Quantum 101
Chapter Seventeen - The Higgs and the LHC
Section 18 of 22
CHAPTER SEVENTEEN
The Higgs and the LHC
BY THE END of the 20th century, the Standard Model of particle physics was nearly complete.
It described all known particles.
It unified three of the four fundamental forces.
It predicted the existence of antimatter, neutrinos, gluons, W and Z bosons, and all of them had been found.
But something was off.
According to the model, particles should be massless.
Photons are. Gluons probably are.
But electrons? Quarks? W and Z bosons?
They clearly have mass.
Where was it coming from?
The answer, theoretically, was the Higgs field.
Proposed in the 1960s by Peter Higgs and others, the idea was this:
There is an invisible field permeating all of space.
Particles moving through it get “dragged.” Like objects moving through molasses.
That drag is mass.
The field gives particles mass the way water gives resistance.
And just like other quantum fields, the Higgs field should have a particle.
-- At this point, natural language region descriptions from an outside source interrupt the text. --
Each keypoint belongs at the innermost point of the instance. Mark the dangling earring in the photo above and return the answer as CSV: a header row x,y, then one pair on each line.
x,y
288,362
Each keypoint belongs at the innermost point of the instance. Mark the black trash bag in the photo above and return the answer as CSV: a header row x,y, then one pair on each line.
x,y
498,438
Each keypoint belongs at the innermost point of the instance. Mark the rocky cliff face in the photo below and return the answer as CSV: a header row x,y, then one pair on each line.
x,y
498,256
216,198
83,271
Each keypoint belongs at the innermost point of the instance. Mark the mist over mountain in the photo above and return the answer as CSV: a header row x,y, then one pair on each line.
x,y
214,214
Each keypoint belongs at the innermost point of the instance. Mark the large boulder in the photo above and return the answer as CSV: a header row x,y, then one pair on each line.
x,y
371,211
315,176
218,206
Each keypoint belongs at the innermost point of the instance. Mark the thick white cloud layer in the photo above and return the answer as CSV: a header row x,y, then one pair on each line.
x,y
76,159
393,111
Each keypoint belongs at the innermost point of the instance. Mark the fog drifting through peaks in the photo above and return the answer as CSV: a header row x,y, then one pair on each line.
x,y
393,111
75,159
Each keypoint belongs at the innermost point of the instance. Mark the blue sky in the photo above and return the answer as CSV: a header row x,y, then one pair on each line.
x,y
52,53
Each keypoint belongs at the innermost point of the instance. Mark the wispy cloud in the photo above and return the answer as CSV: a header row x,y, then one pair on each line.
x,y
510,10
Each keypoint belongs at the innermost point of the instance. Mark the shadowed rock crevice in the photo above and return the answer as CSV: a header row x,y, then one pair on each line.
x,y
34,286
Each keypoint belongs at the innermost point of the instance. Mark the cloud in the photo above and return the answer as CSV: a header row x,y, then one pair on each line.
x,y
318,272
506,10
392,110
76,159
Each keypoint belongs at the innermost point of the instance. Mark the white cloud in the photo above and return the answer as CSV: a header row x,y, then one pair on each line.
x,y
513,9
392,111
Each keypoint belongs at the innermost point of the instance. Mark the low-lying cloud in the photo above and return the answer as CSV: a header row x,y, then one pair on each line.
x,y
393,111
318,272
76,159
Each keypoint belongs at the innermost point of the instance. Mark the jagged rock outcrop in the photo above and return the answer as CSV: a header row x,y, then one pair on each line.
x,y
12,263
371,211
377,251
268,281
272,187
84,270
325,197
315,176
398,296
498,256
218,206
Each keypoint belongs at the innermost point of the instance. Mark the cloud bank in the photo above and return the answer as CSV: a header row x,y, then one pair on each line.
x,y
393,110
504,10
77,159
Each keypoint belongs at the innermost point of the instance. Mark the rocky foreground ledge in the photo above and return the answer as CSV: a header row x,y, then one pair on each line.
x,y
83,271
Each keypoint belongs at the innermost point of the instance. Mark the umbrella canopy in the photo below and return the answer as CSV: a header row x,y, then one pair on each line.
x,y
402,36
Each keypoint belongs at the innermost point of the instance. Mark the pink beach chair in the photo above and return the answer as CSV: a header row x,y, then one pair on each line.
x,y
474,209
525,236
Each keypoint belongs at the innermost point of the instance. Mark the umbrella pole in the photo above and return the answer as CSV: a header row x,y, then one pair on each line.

Its ripple.
The Higgs boson.
The problem?
No one had seen it.
And it was heavy.
Too heavy for any existing accelerator to find.
So we built a new one.
The Large Hadron Collider is a 17-mile ring buried beneath the French–Swiss border.
It accelerates protons to nearly the speed of light and smashes them together.
The collisions are tiny, violent, and pure energy. Exactly what’s needed to birth rare particles.
It took years. Billions of dollars. Thousands of scientists.
Then in 2012, two teams named ATLAS and CMS announced the discovery.
A new particle had been found.
Roughly 125 giga–electron volts in mass.
Just as predicted.
It behaved like the Higgs boson.
The final piece of the Standard Model had appeared.
And it was a triumph.
Not because the Higgs was exciting on its own, but because it completed the picture.
It explained why particles have mass.
Why the weak force is short-range.
Why the model holds together at all.
But it also raised new questions.
Why that mass?
Why does the Higgs field exist at all?
And what lies beyond?
Because as powerful as the Standard Model is…
It’s incomplete.
It doesn’t include gravity.
It doesn’t explain dark matter or dark energy.
And it doesn’t tell us why the universe chose these particles and not others.
The Higgs answered one question.
But it opened a dozen more.
Still, it was proof that the quantum field picture works.
That when we smash matter hard enough, we get to peek at the code.
And some of that code?
It cheats in ways we still don’t understand.
Like the way particles tunnel through walls.
Or escape from the sun.
Or vanish through sheer quantum disobedience.